I had one sad incident on the bike path in my small town in Idaho a year and a half ago, where a little girl asked to pet my dog, and I got talking to her. She said she had a dog but it had broken it's leg. I asked " did you take it to the veterinarian?" as I was just trying to make conversation. She blurted out in an incredulous matter of fact way" oh no, we can't afford that" my heart sank, and then she proceeded to tell me some story involving bartering and finagling to get some kind of secondary homemade treatment for the dog.

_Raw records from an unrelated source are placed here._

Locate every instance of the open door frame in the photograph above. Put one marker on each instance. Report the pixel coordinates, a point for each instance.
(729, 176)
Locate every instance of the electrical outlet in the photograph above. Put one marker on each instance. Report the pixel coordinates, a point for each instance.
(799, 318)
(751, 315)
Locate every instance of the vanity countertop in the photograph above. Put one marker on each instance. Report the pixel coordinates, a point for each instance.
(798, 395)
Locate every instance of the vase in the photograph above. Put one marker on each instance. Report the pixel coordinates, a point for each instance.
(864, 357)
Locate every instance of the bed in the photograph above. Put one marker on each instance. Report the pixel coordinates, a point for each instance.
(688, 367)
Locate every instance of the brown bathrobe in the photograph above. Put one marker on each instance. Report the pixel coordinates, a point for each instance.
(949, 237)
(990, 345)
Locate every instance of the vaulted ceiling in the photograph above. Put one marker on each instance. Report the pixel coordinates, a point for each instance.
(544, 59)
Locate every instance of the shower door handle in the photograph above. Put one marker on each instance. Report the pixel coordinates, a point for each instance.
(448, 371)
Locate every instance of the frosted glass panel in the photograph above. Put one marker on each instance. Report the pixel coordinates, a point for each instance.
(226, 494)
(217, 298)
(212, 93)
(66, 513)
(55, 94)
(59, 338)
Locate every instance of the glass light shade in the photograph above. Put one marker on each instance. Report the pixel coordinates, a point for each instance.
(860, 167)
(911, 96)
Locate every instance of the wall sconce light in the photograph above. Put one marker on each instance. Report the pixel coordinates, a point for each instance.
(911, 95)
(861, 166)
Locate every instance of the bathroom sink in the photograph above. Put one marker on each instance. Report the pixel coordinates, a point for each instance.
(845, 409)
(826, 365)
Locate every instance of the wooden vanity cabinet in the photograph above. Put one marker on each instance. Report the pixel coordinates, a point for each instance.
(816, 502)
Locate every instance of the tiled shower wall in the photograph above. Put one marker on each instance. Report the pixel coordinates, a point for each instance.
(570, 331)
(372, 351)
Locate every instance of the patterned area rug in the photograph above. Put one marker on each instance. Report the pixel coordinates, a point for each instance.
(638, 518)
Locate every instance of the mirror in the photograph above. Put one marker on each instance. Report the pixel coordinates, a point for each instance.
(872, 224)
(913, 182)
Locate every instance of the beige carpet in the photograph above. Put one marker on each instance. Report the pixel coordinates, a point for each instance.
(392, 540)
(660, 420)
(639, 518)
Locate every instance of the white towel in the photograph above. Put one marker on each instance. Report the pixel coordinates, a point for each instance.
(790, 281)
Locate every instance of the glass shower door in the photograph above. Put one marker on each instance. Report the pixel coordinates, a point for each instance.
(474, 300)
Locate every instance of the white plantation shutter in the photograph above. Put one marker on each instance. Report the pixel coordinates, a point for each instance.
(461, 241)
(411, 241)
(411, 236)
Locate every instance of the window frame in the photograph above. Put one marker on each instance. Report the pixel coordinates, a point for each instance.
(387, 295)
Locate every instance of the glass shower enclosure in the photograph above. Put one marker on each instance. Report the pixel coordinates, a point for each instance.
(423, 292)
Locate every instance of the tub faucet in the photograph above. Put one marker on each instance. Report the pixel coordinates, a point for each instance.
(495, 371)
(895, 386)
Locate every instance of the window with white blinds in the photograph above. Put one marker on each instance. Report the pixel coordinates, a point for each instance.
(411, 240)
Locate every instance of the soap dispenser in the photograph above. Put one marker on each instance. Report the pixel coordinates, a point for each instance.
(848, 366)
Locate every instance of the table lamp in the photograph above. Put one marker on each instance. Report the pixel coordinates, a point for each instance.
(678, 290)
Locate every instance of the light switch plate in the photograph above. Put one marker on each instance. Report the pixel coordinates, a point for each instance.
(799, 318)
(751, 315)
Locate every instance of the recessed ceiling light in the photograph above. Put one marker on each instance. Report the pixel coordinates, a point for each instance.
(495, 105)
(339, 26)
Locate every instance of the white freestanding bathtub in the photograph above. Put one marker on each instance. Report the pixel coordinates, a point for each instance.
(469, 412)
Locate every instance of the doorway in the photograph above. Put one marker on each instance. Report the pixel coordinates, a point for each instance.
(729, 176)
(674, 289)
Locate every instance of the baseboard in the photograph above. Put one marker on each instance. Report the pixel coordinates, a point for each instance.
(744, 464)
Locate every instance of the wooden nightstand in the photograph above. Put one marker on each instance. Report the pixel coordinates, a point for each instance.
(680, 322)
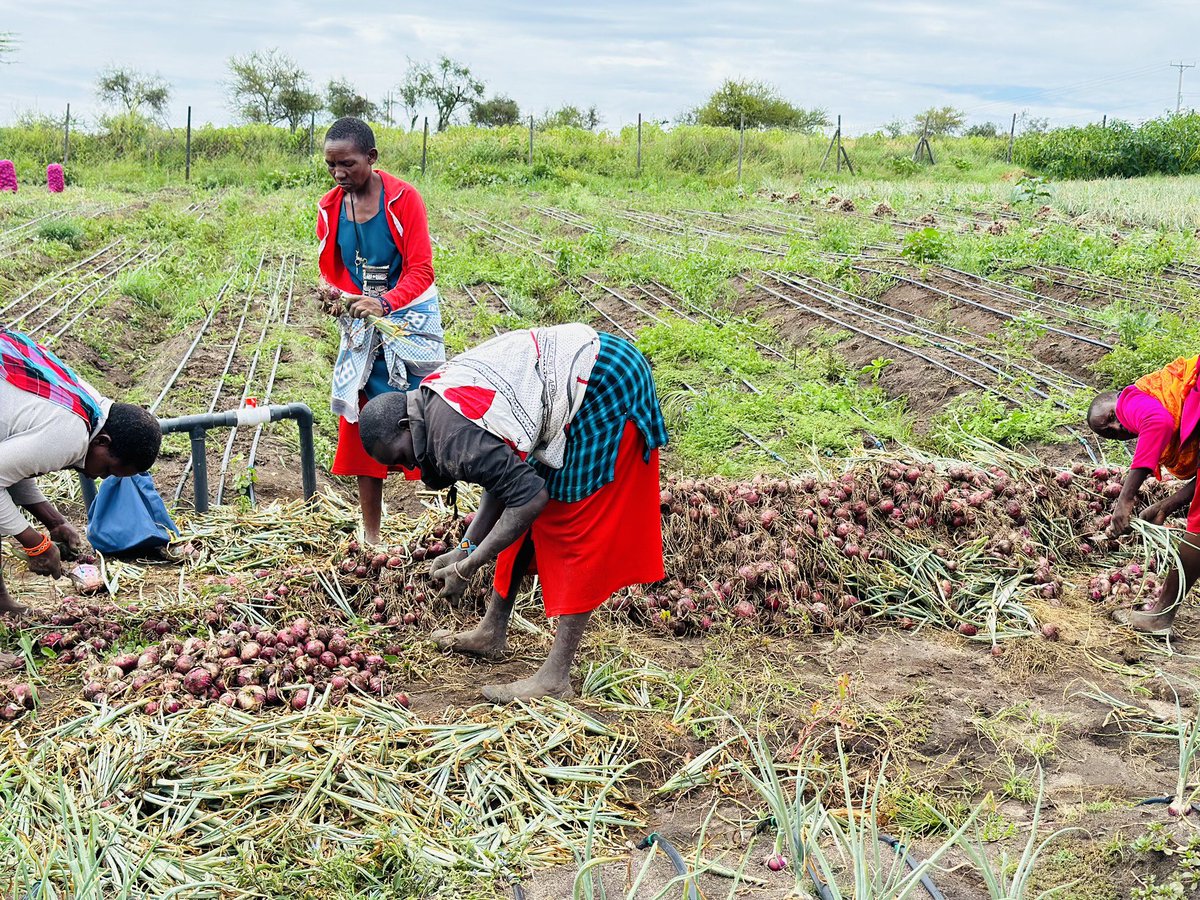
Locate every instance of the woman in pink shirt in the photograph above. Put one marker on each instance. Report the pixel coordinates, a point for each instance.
(1162, 411)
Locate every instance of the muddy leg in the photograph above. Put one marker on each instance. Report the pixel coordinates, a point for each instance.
(489, 639)
(371, 503)
(7, 606)
(553, 679)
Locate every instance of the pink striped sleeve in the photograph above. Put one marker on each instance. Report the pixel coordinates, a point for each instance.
(1151, 421)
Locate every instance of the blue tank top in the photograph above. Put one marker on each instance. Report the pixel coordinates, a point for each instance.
(377, 246)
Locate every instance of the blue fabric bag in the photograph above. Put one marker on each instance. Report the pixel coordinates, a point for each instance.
(129, 515)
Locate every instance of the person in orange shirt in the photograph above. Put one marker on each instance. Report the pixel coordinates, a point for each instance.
(1162, 411)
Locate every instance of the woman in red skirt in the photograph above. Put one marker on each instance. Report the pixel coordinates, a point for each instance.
(376, 256)
(561, 426)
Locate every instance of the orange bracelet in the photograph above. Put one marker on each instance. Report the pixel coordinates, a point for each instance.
(42, 546)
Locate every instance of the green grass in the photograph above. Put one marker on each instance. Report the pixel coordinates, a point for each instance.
(798, 411)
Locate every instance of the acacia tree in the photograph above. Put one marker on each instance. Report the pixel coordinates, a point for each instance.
(269, 87)
(762, 106)
(447, 84)
(495, 112)
(132, 90)
(942, 120)
(341, 99)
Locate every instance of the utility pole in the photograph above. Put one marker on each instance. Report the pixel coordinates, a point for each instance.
(1179, 97)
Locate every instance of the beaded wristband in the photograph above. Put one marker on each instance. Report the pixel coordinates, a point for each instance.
(42, 546)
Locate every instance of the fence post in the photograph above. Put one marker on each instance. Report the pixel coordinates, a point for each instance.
(187, 150)
(639, 143)
(425, 144)
(742, 144)
(838, 157)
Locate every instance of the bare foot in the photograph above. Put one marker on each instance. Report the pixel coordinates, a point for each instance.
(532, 688)
(473, 643)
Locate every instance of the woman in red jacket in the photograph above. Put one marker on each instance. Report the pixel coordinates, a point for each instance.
(375, 253)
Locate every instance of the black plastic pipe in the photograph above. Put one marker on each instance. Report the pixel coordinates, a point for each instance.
(197, 427)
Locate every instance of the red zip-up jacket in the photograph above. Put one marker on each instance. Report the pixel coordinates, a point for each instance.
(409, 228)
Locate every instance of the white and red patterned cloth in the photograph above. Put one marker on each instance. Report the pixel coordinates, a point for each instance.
(523, 387)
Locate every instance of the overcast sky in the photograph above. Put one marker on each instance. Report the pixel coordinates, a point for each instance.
(869, 60)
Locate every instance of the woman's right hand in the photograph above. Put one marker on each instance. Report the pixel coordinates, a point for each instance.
(48, 563)
(1155, 514)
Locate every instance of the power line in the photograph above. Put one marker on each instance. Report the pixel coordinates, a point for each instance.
(1179, 97)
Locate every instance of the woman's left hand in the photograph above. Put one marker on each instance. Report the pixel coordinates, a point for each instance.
(444, 562)
(361, 306)
(455, 585)
(67, 539)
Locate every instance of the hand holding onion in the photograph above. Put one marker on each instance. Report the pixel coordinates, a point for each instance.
(447, 561)
(1121, 515)
(330, 300)
(1155, 514)
(48, 563)
(67, 538)
(455, 585)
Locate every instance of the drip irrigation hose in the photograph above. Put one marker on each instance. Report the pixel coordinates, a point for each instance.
(251, 459)
(905, 328)
(913, 864)
(233, 351)
(993, 310)
(91, 305)
(1165, 802)
(101, 276)
(923, 324)
(676, 861)
(271, 311)
(58, 276)
(885, 341)
(16, 229)
(479, 304)
(1011, 293)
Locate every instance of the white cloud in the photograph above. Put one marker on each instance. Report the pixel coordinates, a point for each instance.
(869, 60)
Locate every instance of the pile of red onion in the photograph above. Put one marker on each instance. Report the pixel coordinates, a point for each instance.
(79, 628)
(16, 699)
(792, 553)
(244, 666)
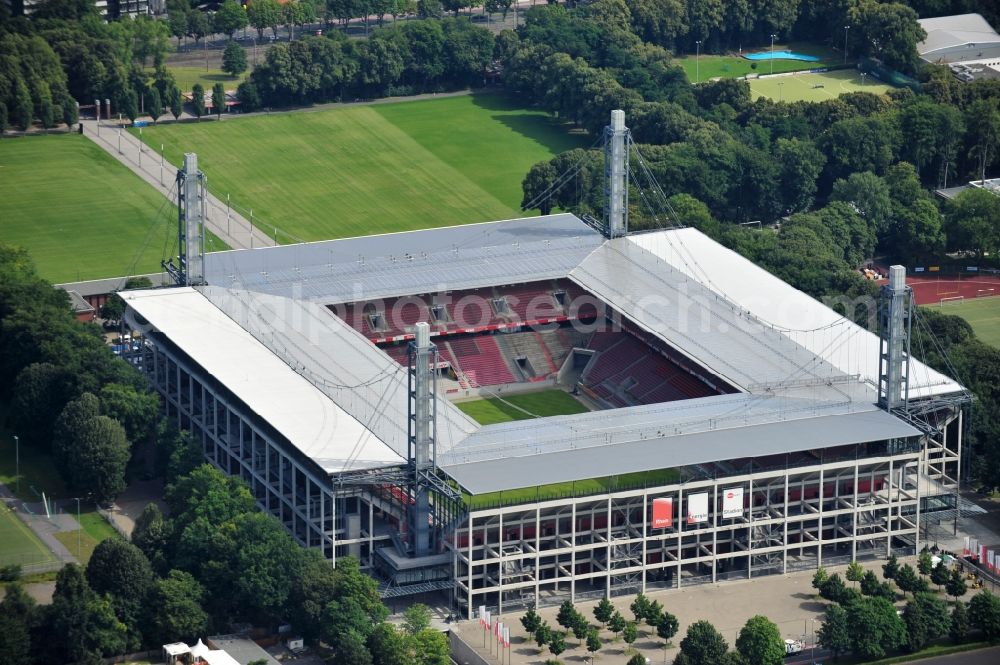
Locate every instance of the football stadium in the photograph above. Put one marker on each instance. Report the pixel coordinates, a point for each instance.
(725, 425)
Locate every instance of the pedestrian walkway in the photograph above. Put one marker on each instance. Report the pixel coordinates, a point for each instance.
(231, 227)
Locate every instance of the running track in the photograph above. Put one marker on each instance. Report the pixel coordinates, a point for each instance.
(930, 290)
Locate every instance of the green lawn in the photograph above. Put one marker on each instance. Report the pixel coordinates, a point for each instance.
(80, 213)
(360, 170)
(803, 87)
(186, 77)
(521, 407)
(705, 67)
(983, 314)
(17, 542)
(654, 478)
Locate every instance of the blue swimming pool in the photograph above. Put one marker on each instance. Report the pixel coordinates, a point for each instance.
(781, 55)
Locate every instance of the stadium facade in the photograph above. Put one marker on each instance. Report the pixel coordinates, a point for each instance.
(736, 427)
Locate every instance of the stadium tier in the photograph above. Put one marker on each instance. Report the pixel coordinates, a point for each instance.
(747, 436)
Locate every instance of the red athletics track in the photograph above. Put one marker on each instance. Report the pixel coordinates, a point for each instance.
(931, 290)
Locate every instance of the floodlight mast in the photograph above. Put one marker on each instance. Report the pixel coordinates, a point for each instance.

I have heard heart breaking stories of families that have lost jobs, and homes and as a result have had to rehome their pets as well. It's been so hard to watch families that had a dream of mother, father, kids, a home, a dog and a white picket fence as has been the American dream, and see parents squabbling and breaking up over economic stresses, homes lost and with them dreams, hope, and family cohesion lost as well. Children who once experienced stability,now setting patterns of fear and mistrust and anxiety at an early age, and the poor dogs, once so ensconced in the warmth and routine of their families, uprooted and having to fend for themselves and learn to trust again in a new situation. Of all the family members, I think maybe it is the dogs who, if given a new home where their needs are met , adapt faster than their human counterparts. They don't seem to carry as much post traumatic stress, but even dogs understand when spouses start yelling and someone packs a suitcase , as I was told recently by a man, that his dog got very nervous when this happened, as the dog had seen this before and knew something scary was about to take place, as when the last time the dog was separated from his family. So I have seen in our country a change back full circle, from a once humble retail landscape to an exuberant, upscale revival, then empty store fronts, before returning to the previous more humble retail landscape, all the while getting exercise with my economic and sociological education, and helping to walk the shelter dogs.